Darmstadt and Frankfurt, February 13, 2024
ATHENE, the National Center for Applied Cybersecurity Research, has discovered a critical flaw in the design of DNSSEC, a security extension to the Domain Name System (DNS). DNS is one of the fundamental building blocks of the Internet. This design flaw has devastating effects on essentially all DNSSEC-validated DNS implementations and public DNS providers such as Google and Cloudflare. Professor Haya Schulmann of Goethe University Frankfurt and his ATHENE team have developed a new type of attack: KeyTrap. With just his one DNS packet, a hacker can bring down all widely used DNS implementations and public DNS providers. Successful exploitation of this attack can have severe impacts on applications that use the Internet, including disabling technologies such as web browsing, email, and instant messaging. KeyTrap allows attackers to completely disable large portions of the world’s Internet. Researchers worked with all relevant vendors and major public DNS providers for several months to create numerous vendor-specific patches. The last patch was published on his Tuesday, February 13th. We strongly recommend that all DNS service providers apply these patches. Please mitigate this critical vulnerability immediately.

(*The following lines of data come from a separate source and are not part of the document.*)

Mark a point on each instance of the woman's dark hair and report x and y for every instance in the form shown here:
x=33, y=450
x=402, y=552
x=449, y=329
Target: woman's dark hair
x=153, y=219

Researchers at ATHENE, the National Center for Applied Cybersecurity Research in Darmstadt and Frankfurt, Germany, have discovered a critical flaw in the design of DNSSEC (DNS Security Extensions) that creates a vulnerability in all Domain Name System (DNS) implementations. did. The team, consisting of Professors Haya Schulmann and Niklas Vogel of Goethe University Frankfurt, Professor Elias Heftrich of Fraunhofer SIT, and Professor Michael Widener of Darmstadt University of Technology and Fraunhofer SIT, is developing a new class of so-called algorithmic complexity. developed. The attack they dubbed “KeyTrap.” They claim that with just one DNS packet, this attack can exhaust the CPU and bring down all widely used DNS implementations and public DNS providers such as Google Public DNS and Cloudflare. has been demonstrated. In fact, a typical Bind9 DNS implementation can be down for up to 16 hours. This devastating effect led major DNS vendors to call his KeyTrap “the worst DNS attack ever discovered.” The impact of a KeyTrap attack is far-reaching. By exploiting KeyTrap, an attacker can effectively disable Internet access in systems that utilize DNSSEC-validating DNS resolvers.
The attack vector exploited in the KeyTrap class of attacks has been registered in the Common Vulnerabilities and Exposures (CVE) database as comprehensive CVE-2023-50387.
DNS has evolved into the Internet’s fundamental system, underlying a wide range of applications and facilitating new technologies. According to recent measurements, as of December 2023, 31.47% of her web clients worldwide were using DNSSEC-verified DNS resolvers. Therefore, KeyTrap attacks not only affect DNS, but also all applications that use DNS. Unavailability of DNS not only prevents access to content, but also disables security mechanisms such as anti-spam defenses, public key infrastructure (PKI), and even interdomain routing security such as RPKI (resource public key infrastructure). There is also a risk of it happening.
The defect is not recent. The weak requirement already existed in the Internet standard RFC 2535, which was retired in 1999. In 2012, this vulnerability penetrated standards RFC 6781 and RFC 6840, which are requirements for implementing DNSSEC validation. This vulnerability has been in circulation since at least August 2000. This vulnerability is built into the Bind9 DNS resolver and was introduced in the Unbound DNS resolver code in August 2007. This vulnerability has been in the standard for about 25 years, actually 24 years, but was not recognized by the community. This is not surprising, as the flaws were difficult to identify due to the complexity of DNSSEC validation requirements. This exploit required many requirements to come together, so it wasn’t easy for even DNS experts to spot. The security community has had similar experiences with much simpler vulnerabilities such as Heartbleed and Log4j. These vulnerabilities existed but no one could see them, and it took years to notice and fix them. Unfortunately, in contrast to these vulnerabilities, the vulnerabilities identified by the ATHENE team are fundamentally rooted in the DNSSEC design philosophy and are not simply software implementation bugs, so they are not easy to resolve. . Since the vulnerability was first disclosed, the team has worked with all major vendors to mitigate implementation issues, but completely preventing attacks requires a fundamental rethinking of the underlying design philosophy of DNSSEC. It seems you need to. So it looks like DNSSEC needs to be revised. standard.
The National Center for Applied Cybersecurity Research ATHENE is a research center of the Fraunhofer Gesellschaft that unites the Fraunhofer Institute for Security Information Technology (SIT) and Computer Graphics Research (IGD), Darmstadt University of Technology, Goethe University Frankfurt and Darmstadt University. PhD in Applied Science. With more than 600 scientists, ATHENE is Europe’s largest cybersecurity research center and Germany’s leading scientific research institute in the field.